We lose a part of us when we lose a patient. What else explains the fact that oncologists, who lose patients to cancer day in and day out, have the highest rates of depression among the medical fraternity, in spite of being among the highest paid?
The prime motive for anyone who seeks to get into the medical profession is to provide care. Apart from personal satisfaction, the basic idea is to bring a positive change in someone’s life, to make sure that a particular diagnosis is correct, the next operation is successful. The spirit of care is what makes it worth the hardship — working long hours in deplorable conditions, with death looking over the shoulder.

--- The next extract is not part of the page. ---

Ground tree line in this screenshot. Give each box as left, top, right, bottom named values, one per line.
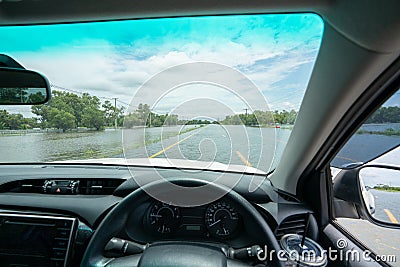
left=220, top=110, right=297, bottom=126
left=0, top=90, right=297, bottom=132
left=365, top=106, right=400, bottom=123
left=10, top=90, right=400, bottom=131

I remember, while working as an intern at one of the biggest tertiary care government hospitals in Delhi in 2007, I happened to pass by the doctors’ duty room to find one of the surgical senior residents lying on the edge of the bed. He was sleeping on his side, balanced gingerly on the edge of the tattered black mattress, with what I could only imagine being dog faeces, resting in the middle of it. (Dogs were and continue to be a common nuisance at the hospital). Not only was the concept of fresh bed sheets alien, the staff in-charge had not bothered to lock the door when the room was not in use. The resident, in the middle of a 36-hour shift had found a couple of hours to rest, and had no stamina (or time) to pull up the administration.
I have personally carried oxygen cylinders around the ward during the process of resuscitating a patient since the nursing orderly whose job it was to do so was too intoxicated to do his duty. I know colleagues who gave travel fare to patients from their pockets. The risk of infection is an ever-present danger: Around 20 per cent of my colleagues developed TB during their time at the hospital; 30 per cent of them had to take preventive medicines for HIV after accidental exposures to people suspected of carrying or being infected with HIV. At least five became suicidal.

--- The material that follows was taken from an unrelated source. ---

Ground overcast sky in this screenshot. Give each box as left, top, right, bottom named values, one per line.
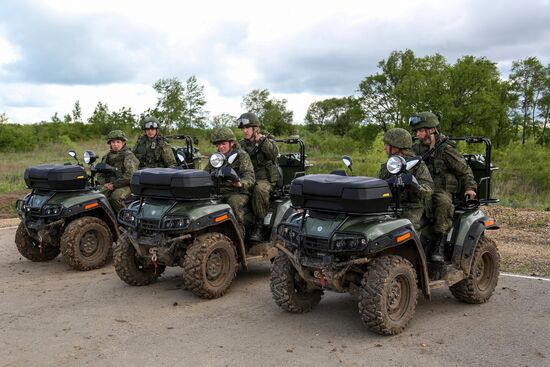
left=0, top=0, right=550, bottom=123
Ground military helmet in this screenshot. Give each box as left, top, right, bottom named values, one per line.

That said, there have been some horrific instances where doctors have shattered the dictum of Primum non nocere (First, do no harm). The cases of patients’ kidneys being removed without their knowledge or consent serve as haunting examples. Punishment in such cases, by law, is not only justified, it also leads to “professional death sentence” by way of erasure of one’s name from the Indian Medical Register. The medical community does and should strongly uphold the laws. Yet, the thought that “whenever something unfortunate related to healthcare happens, it’s the doctor’s fault”, is erroneous and dangerous to the doctor-patient relationship.
When a colleague is manhandled, it rattles the very foundations of our professional existence. It is the expression (however inappropriate) of the belief that the patient has been “killed” by the doctor. Patients die, not because of us, but in spite of us. Not everyone can be saved. A knee-jerk reaction of outrage and violence in a field that routinely deals with life and death situations is to increase the chance of negative outcomes. One can’t put a gun to the operating surgeon’s head and expect the hand that holds the scalpel not to flinch even a little.
The writer, 32, is a Delhi-based psychiatrist.